Films of the Ayoreo Video Project

Farewell to Savage | 2017 | 70 minutes | Lucas Bessire (with Bernard Belisário and Ernesto de Carvalho)

This film uses footage from the video workshop, a drone and archival footage shot by the filmmaker in this place a decade prior to craft a non-linear reflection on the power of visuality to provoke new ways of relating to the world, each other, and alternate versions of ourselves. In visual dialogue with each of the Ayoreo videos, the film documents how the video making process unleashed new potentials and dilemmas for all involved, in ways that pose important questions for anthropological theory, practice and advocacy.
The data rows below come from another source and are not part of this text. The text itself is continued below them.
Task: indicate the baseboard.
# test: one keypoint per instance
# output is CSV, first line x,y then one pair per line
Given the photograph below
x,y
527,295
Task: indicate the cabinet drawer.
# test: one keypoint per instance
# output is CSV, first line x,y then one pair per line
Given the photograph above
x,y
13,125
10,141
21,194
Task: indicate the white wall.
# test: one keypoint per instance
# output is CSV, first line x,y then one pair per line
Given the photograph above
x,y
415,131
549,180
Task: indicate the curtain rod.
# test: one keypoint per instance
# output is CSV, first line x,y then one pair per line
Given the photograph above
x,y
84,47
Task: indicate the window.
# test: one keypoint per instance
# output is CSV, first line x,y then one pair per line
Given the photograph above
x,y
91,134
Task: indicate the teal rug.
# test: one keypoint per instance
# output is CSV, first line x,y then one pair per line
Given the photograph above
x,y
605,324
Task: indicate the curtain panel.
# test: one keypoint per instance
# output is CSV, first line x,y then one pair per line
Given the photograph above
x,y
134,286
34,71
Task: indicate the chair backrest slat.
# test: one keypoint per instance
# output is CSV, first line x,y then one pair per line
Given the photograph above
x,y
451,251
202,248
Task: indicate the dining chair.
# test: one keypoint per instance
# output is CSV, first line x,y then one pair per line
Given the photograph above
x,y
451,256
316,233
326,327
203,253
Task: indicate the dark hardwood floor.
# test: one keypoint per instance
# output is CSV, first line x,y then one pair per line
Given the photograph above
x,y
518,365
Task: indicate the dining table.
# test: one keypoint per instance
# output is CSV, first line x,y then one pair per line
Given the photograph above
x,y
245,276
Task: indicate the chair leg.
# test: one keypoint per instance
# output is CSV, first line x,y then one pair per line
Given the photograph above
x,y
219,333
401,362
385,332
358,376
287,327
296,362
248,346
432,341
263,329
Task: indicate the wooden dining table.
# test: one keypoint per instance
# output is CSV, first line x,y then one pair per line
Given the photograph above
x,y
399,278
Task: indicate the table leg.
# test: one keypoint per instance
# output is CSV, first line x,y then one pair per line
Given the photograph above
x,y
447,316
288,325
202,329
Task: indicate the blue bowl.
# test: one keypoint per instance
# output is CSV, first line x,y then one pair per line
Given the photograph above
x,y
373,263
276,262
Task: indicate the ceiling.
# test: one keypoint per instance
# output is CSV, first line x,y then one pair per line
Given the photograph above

Yiquijmapiedie - Our Ways | 2017 | 52 minutes | Chagabi Etacore

In this quiet reflection on making and belonging, the leader of a band that made first contact in 2004 and two others re-create material objects that were once crucial to survival in the pre-contact forest but that have little use in the present and are thus being forgotten. Working together, the three protagonists show the process of digging up a water root, creating wooden storage containers for water, and making bark ropes for a swing game. They provide subtle commentaries on their activities and instruct younger generations about these practices.

Ore Enominone - Visions | 2017 | 92 minutes | Ajesua Etacoro & Daijnidi Picanerai

This film is an ethnofictional performance about the creation and inhabitation of a dream world in the forest. Created by the survivors of a deadly 1986 first contact, the Totobiegosode protagonists play a fictional version of themselves and share their unique knowledge of traditional foods, practices and beliefs. Blurring the lines between staged reenactments and serious engagements with present challenges, the film opens new spaces for its creators to reflect on the ruptures of the past and to envision a more inhabitable future.
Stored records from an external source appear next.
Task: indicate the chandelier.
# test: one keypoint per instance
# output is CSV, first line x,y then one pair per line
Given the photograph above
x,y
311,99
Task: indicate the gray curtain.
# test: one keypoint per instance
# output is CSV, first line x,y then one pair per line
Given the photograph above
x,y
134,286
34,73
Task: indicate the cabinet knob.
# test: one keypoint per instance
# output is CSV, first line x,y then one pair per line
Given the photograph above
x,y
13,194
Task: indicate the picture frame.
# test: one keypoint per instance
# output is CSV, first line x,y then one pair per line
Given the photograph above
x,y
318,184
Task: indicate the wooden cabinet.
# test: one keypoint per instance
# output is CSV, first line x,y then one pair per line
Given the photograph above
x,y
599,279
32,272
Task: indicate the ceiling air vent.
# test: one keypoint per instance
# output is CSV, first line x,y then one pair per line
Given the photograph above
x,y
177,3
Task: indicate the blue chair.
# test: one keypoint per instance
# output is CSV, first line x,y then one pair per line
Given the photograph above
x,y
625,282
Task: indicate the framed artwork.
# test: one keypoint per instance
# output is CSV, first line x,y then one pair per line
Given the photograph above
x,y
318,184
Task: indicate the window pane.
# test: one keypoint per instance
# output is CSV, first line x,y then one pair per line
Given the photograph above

Ujirei - Regeneration | 2017 | 55 minutes | Mateo Sobode Chiqueno

This is a critical meditation on contemporary Ayoreo realities by a 65-year-old Ducodegose man and respected leader who played instrumental roles in his people’s transition from forest to evangelical mission. Filmed over the course of eight months on an evangelical mission, the fragmentary film offers a critique of political marginality and shares one man’s visionary perspective on the destruction and rebirth of Ayoreo society. The film was an official selection of the 2016 Forumdoc film festival in Belo Horizonte Brazil and the 2018 Premio Anaconda festival, where it earned a Special Recognition prize.